- Atualizado há 24 horas
A primeira superlua de 2026 ocorre neste sábado (3) e deve chamar a atenção de quem gosta de observar o céu. Em Curitiba, a previsão do Sistema de Tecnologia e Monitoramento Ambiental do Paraná (Simepar) indica tempo aberto, o que aumenta as chances de visualização do fenômeno.
Apesar de ser conhecida popularmente como Superlua, o termo técnico utilizado pelos astrônomos é Lua Cheia de Perigeu, já que o satélite natural estará em um ponto mais próximo da Terra em sua órbita. Nesse alinhamento, a Lua pode parecer cerca de 6% maior e até 13% mais brilhante do que uma Lua Cheia considerada média.
Segundo o astrônomo Rodolfo Langhi, coordenador do Observatório de Astronomia da Universidade Estadual Paulista (Unesp), a Lua não sofre alteração real de tamanho. O que ocorre é apenas uma variação na distância em relação à Terra.
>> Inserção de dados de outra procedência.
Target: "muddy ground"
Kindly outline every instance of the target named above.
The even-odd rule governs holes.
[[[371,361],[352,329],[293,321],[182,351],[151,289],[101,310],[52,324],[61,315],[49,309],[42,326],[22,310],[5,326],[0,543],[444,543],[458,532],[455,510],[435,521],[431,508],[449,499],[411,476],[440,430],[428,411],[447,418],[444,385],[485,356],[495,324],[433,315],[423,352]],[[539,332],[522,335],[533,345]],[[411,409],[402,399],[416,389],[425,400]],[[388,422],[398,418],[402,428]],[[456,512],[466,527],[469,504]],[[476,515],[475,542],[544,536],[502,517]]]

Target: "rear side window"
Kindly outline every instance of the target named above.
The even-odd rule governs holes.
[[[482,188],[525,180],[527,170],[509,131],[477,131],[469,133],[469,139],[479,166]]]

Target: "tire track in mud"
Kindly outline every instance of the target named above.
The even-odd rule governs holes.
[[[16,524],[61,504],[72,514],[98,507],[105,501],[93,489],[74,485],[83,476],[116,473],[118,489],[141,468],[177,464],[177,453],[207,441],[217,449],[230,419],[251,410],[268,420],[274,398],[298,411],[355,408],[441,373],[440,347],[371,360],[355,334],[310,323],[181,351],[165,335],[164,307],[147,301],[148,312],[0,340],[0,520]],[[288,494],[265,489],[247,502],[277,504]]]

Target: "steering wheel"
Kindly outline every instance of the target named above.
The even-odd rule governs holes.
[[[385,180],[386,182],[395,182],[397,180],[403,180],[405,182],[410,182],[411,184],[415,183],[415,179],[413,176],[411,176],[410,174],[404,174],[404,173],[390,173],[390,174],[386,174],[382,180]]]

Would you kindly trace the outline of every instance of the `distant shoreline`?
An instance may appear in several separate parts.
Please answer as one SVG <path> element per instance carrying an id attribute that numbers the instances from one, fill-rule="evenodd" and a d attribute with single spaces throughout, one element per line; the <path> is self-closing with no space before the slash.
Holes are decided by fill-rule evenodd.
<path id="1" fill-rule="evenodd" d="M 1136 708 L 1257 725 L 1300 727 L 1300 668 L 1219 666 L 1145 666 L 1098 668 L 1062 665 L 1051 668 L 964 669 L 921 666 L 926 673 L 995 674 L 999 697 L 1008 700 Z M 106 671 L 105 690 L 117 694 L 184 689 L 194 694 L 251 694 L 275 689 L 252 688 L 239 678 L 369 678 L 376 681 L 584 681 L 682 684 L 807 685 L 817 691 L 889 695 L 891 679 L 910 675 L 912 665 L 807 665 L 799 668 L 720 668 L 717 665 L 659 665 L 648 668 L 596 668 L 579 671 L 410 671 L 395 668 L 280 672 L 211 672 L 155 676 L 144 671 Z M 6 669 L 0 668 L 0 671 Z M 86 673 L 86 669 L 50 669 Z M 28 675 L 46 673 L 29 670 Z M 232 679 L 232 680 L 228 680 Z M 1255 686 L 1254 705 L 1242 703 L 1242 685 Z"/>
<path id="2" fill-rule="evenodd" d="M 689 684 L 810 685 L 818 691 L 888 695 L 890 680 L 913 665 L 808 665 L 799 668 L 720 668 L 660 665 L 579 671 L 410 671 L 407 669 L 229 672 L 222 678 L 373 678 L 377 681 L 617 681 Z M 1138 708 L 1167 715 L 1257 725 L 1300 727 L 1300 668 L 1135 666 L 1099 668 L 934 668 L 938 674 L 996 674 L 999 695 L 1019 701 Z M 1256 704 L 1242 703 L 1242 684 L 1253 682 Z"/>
A Lua Cheia deste sábado acontece às 7h03 (horário de Brasília) e terá um diâmetro angular de 32,92 minutos de arco, valor considerado relativamente elevado quando comparado à Microlua prevista para 31 de maio, que terá 29,42 minutos de arco.
No início de 2026, a Lua esteve a aproximadamente 362 mil quilômetros da Terra. Já a Microlua de maio ocorrerá quando o satélite estiver a cerca de 406 mil quilômetros de distância, o que explica a pequena diferença visual entre os dois eventos.
Langhi ressalta que, embora o fenômeno exista do ponto de vista astronômico, a percepção visual é bastante limitada. “A olho nu, a maioria das pessoas não consegue identificar nenhuma diferença no tamanho da Lua. Mesmo para quem observa com frequência, a variação não é tão evidente”, explica.
O astrônomo compara o efeito à sensação de proximidade de um objeto. Quanto mais perto ele está, maior parece, embora seu tamanho real não se altere. Ainda assim, ele avalia que o termo “superlua” pode gerar uma expectativa exagerada. “As pessoas imaginam algo gigantesco no céu, o que não corresponde à realidade”, afirma.
Avaliação semelhante faz o físico e doutor em Astronomia João Batista Canalle, professor da Universidade do Estado do Rio de Janeiro (UERJ) e coordenador da Olimpíada Brasileira de Astronomia e Astronáutica (OBA). Para ele, o fenômeno não apresenta relevância científica significativa.
“É a mesma Lua Cheia de sempre. O que muda é apenas a distância. Isso não provoca nenhuma alteração perceptível para quem observa da Terra”, destaca. Canalle compara a situação com a variação da distância entre a Terra e o Sol ao longo do ano, que também não gera mudanças visíveis no tamanho do astro no céu.
Segundo o especialista, tanto a chamada Superlua quanto a Microlua são classificações populares que não refletem mudanças reais no satélite natural. “Astronomicamente, essa diferença é irrelevante”, conclui.